6 - Caracterização arquitectónica dos edifícios:
a) Nos PUR, da responsabilidade da Parque EXPO 98, S. A., ou da entidade que lhe venha a suceder no exercício dessa competência, a caracterização dos edifícios das correspondentes parcelas tem de ser estabelecida através da elaboração de um «estudo conjunto de caracterização arquitectónica», definido em termos de arquitectura das frentes urbanas e abrangendo o desenho de regra arquitectónica, materiais e cores, soluções de reparcelamento, acessos viários e pedonais, usos e estacionamentos, e outras condicionantes específicas.
b) Nos PER, da responsabilidade da Parque EXPO 98, S. A., ou da entidade que lhe venha a suceder no exercício dessa competência, ou do seu promotor, atendendo ao carácter emblemático dos edifícios em causa, a caracterização dos mesmos edifícios tem de assegurar esse carácter, recomendando-se, sempre que possível, que a adjudicação dos contratos respeitantes à sua concepção seja feita através de «concurso de arquitectura», com participação de artistas plásticos e integração das suas obras.
c) Nos projectos de reparcelamento, da responsabilidade da Parque EXPO 98, S. A., ou da entidade que lhe venha a suceder no exercício dessa competência, a caracterização dos edifícios é estabelecida para o conjunto da parcela.
d) Nos projectos de licenciamento de arquitectura é obrigatória a inclusão:
d.1) Da pormenorização da envolvente incidindo em todos os seus troços construtivos, significativos e sensíveis;
d.2) Dos alçados de conjunto referenciados às normas de harmonização conjunta do PUR, PER ou projecto de reparcelamento, consoante se aplique, para verificação da unidade morfológica da parcela;
d.3) Do projecto da cor de acordo com a norma urbanística da cor.

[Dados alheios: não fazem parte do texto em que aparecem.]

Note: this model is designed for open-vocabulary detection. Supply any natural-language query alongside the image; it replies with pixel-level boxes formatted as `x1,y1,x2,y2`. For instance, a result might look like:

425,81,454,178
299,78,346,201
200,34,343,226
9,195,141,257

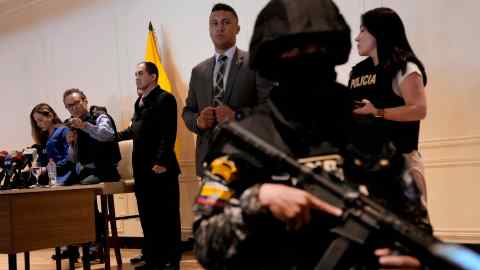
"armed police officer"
194,0,429,269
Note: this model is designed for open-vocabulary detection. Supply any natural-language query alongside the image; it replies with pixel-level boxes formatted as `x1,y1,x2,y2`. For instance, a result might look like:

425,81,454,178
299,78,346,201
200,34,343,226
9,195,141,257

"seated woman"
30,103,74,185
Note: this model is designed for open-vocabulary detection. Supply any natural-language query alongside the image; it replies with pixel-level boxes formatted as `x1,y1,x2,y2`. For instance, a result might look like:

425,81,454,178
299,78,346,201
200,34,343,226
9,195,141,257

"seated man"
62,88,121,260
63,88,121,184
193,0,430,270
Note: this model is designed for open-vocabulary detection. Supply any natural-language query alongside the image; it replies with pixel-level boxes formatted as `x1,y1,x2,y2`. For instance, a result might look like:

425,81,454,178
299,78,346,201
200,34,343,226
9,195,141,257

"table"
0,186,98,270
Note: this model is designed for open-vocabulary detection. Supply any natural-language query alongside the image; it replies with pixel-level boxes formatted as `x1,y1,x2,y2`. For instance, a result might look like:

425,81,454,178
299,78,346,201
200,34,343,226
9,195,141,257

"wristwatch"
235,110,245,121
375,109,385,118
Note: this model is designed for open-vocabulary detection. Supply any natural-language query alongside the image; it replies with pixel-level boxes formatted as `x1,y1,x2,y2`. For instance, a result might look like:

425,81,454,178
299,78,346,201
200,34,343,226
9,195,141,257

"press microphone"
0,150,8,168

7 - Intervenção obrigatória de técnicos responsáveis:
a) Os projectos gerais e de arquitectura referentes a obras de urbanização e de edificação são elaborados e subscritos por arquitecto inscrito no órgão profissional.
b) Os projectos de espaços exteriores, referentes a obras de urbanização e de espaços livres que incluam componentes de integração ou tratamento paisagístico, são elaborados e subscritos, nos projectos da sua especialidade, por arquitecto paisagista inscrito no órgão profissional.
c) Os projectos de especialidades ligados à conversão, transporte, armazenamento, utilização e gestão da energia e sua relação com o ambiente são elaborados e subscritos por engenheiro electrotécnico ou mecânico inscrito no órgão profissional.
d) Os projectos das demais especialidades referentes a obras de urbanização e de edificação são elaborados e subscritos pelos técnicos responsáveis legalmente exigidos e inscritos no órgão profissional.
8 - Taxas pela realização de infra-estruturas urbanísticas. - Aos terrenos abrangidos pelo Plano são aplicáveis as taxas pela realização de infra-estruturas urbanísticas, aplicadas pela autarquia local da respectiva área de intervenção.